Network Policy Device
The Network Policy device enforces coarse-grained network trust boundaries based on the resolved client identity. It requires the Identity device to be enabled, because it reads the ClientIdentity extension that Identity produces rather than parsing headers directly. The Network Policy device runs after Identity in the device pipeline and makes binary allow/deny decisions during the on_request phase, before any upstream connection is established.
Configuration Example
This configuration allows only private RFC 1918 networks, permits forwarded requests, and rejects requests with invalid forwarded identity claims.
network_policy_device {
enable = true
cidr_allow = [
"10.0.0.0/8",
"192.168.0.0/16"
]
forwarding {
allow = true
on_invalid = "deny"
}
}
Field Reference
| Field | Type | Default | Description |
|---|---|---|---|
enable | bool | false | Enables the Network Policy device. |
cidr_allow | list of strings | [] | CIDR ranges from which clients are permitted. An empty list causes a configuration error. |
forwarding.allow | bool | false | Whether requests arriving via a forwarded header (such as X-Forwarded-For) are permitted. |
forwarding.on_invalid | string | "ignore" | How to handle forwarded requests with untrusted or malformed identity. "deny" rejects them; "ignore" allows them using the resolved client IP. |
CIDR Allow List
The cidr_allow field restricts access to a set of permitted client networks specified in CIDR notation. Each entry must be a valid IPv4 or IPv6 CIDR block.
cidr_allow = [
"10.0.0.0/8",
"192.168.0.0/16",
"2001:db8::/32"
]
Matching is performed against the resolved client IP from the Identity device, not the raw TCP peer address. This means that if Snakeway is behind a load balancer and the Identity device has correctly resolved the true client IP via trusted proxies, the Network Policy device evaluates the true client rather than the load balancer.
Requests from disallowed IPs are rejected immediately with 403 Forbidden.
Forwarded Request Handling
Forwarded requests are those that include a forwarded identity header (such as X-Forwarded-For) as resolved by the Identity device. The Network Policy device lets operators control whether these requests are permitted at all.
forwarding {
allow = true
}
When allow is set to false, all forwarded requests are denied regardless of CIDR rules. Direct (non-forwarded) requests are unaffected. This is useful for backend services that must only be accessed directly, without any intermediate proxies.
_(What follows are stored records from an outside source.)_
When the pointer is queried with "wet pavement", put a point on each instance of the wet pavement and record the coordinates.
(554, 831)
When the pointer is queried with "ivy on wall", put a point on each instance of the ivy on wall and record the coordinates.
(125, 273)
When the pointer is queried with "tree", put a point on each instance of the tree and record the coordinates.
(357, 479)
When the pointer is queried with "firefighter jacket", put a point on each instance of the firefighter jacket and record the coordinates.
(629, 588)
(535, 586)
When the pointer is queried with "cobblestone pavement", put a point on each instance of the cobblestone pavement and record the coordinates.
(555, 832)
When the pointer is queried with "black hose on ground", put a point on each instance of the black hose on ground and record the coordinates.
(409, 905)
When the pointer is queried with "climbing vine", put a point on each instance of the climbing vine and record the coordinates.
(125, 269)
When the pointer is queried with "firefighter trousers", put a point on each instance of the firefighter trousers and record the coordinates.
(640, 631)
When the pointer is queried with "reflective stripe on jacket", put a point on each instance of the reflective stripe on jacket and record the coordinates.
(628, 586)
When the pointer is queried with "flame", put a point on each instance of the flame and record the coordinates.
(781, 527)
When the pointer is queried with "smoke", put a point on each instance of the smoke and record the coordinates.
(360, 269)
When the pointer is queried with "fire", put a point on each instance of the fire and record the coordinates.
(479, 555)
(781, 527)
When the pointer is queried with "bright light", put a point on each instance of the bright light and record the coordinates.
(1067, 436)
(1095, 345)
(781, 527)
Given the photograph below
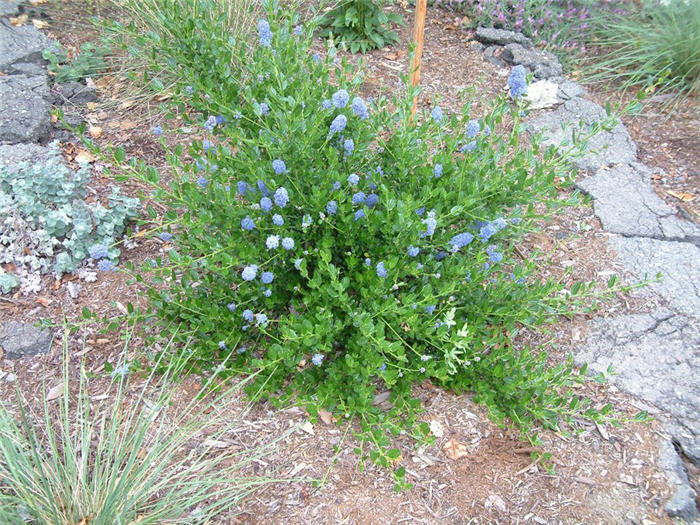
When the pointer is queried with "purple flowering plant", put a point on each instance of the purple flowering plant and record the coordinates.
(444, 279)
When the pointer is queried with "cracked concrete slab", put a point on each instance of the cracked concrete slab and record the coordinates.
(21, 44)
(625, 203)
(24, 109)
(655, 357)
(678, 262)
(605, 148)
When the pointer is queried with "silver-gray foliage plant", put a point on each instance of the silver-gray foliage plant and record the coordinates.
(47, 224)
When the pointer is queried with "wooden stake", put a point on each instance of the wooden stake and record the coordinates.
(418, 34)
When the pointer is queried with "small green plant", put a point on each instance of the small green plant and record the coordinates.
(133, 459)
(361, 24)
(89, 62)
(48, 223)
(657, 43)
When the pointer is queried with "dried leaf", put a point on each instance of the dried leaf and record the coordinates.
(681, 195)
(44, 301)
(19, 20)
(454, 449)
(436, 428)
(325, 416)
(55, 392)
(83, 157)
(308, 428)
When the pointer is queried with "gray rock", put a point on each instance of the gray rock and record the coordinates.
(542, 63)
(23, 340)
(605, 148)
(682, 502)
(679, 263)
(501, 37)
(24, 109)
(655, 357)
(8, 7)
(13, 154)
(569, 89)
(542, 95)
(21, 44)
(626, 203)
(74, 92)
(27, 68)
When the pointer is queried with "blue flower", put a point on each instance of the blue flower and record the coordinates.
(495, 257)
(517, 81)
(349, 146)
(461, 240)
(247, 223)
(98, 251)
(338, 124)
(105, 265)
(210, 123)
(499, 223)
(358, 198)
(473, 128)
(264, 33)
(249, 272)
(266, 204)
(281, 197)
(340, 98)
(487, 231)
(430, 225)
(279, 166)
(360, 108)
(469, 146)
(263, 188)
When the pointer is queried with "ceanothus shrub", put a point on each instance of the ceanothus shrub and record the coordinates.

Invalid Forwarded Identity
When forwarded requests are allowed, the on_invalid field controls what happens when the forwarded identity cannot be verified. An invalid forwarded identity can occur when the immediate peer is not in the trusted proxies list, when forwarded headers are malformed, or when headers exceed the configured size limits.
forwarding {
allow = true
on_invalid = "deny"
}
"deny"rejects the request with403 Forbidden. Use this for strict environments where unverifiable identity is unacceptable."ignore"(the default) allows the request to proceed using the resolved client IP. Use this for best-effort compatibility with mixed proxy environments.
Evaluation Order
The Network Policy device evaluates rules in the following order:
- CIDR allow list: If the resolved client IP does not match any entry, the request is denied.
- Forwarded request check: If forwarding is disallowed and the request was forwarded, the request is denied.
- Forwarded validity check: If forwarding is allowed but the forwarded identity is invalid, the
on_invalidsetting determines whether the request is denied or allowed to proceed.
If any step denies the request, processing stops immediately and no further devices or upstream proxying occurs.